The third type of system is either one with a single or multiple generators that operate in parallel with the utility system. Figure 5 shows two generators and a utility source feeding a switchgear lineup feeding multiple loads.
This system typically requires generator capacity sufficient to carry the entire load or sophisticated load shedding schemes. This system will require a complete and complex protection and control scheme. The electric utility may have very stringent and costly protection requirements for the system.
IEEE standard 1547 describes the interconnection requirements for paralleling to the utility.
Generator grounding methods need to be considered and may affect the distribution equipment and ratings. Generators may be connected in delta
or wye, with wye being the most typical connection.
A wye-connected generator can be solidly grounded, low impedance grounded, high impedance grounded or ungrounded.
A solidly grounded generator may have a lower zero sequence impedance than its positive sequence impedance. In this case, the equipment will need to be rated for the larger available ground fault current.
An IEEE working group has studied the practice of low resistance grounding of medium-voltage generators within the general industry. This “working group” found that, for internal generator ground faults, the vast majority of the damage is done after the generator breaker is tripped offline, and the field and turbine are tripped.
This is due to the stored energy in the generator flux that takes several seconds to dissipate after the generator is tripped offline.
It is during this time that the low resistance ground allows significant amounts of fault current to flow into the ground fault.
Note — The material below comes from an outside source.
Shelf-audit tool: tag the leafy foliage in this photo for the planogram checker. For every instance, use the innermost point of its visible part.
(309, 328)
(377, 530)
Because the large fault currents can damage the generator’s winding, application of an alternate protection method is desirable during this time period.
One of the solutions set forth by this “working group” is a hybrid high resistance grounding (HHRG) scheme as shown in Figure 6.
In the HHRG scheme, the low resistance ground (LRG) is quickly tripped offline when the generator protection senses the ground fault.
The LRG is cleared at the same time that the generator breaker clears, leaving the high resistance ground portion connected to control the transient overvoltages during the coast-down phase of the generator, thereby all but eliminating generator damage.
The engine generator set has controls to maintain the output frequency (speed) and voltage. These controls consist of a governor and voltage regulator. As loads change on the system, the frequency and voltage will change. The speed control will then adjust the governor to correct for the load (kW) change.
The voltage regulator will change the field current to adjust the voltage to the desired voltage value.
These systems often have a load shed scheme, which adds to the complexity.
Multiple generator schemes need a master controller to prevent units from being connected out-of-phase. The sequence of operation is to send a start signal to all generators simultaneously. The first unit up to frequency and voltage will be permitted to close its respective breaker and energize the paralleling bus.
During this time, the breakers for the other generators are held open and not permitted to close until certain conditions are met. Once the paralleling bus is energized, the remaining generators must be synchronized to it before the generators can be paralleled.
Synchronization compares the voltage phasor’s angle and magnitude. Both generators must be operating at the same frequency and phase-matched within typically 5 to 10 degrees with each other.
The voltage magnitude typically must be within 20 to 24%.
If it is running faster, then it will rotate in the clockwise direction.
The greater the frequency difference, the faster is the rotation. It is important that the generators are in phase before they are paralleled. Severe damage will occur if generators are paralleled out-of-phase.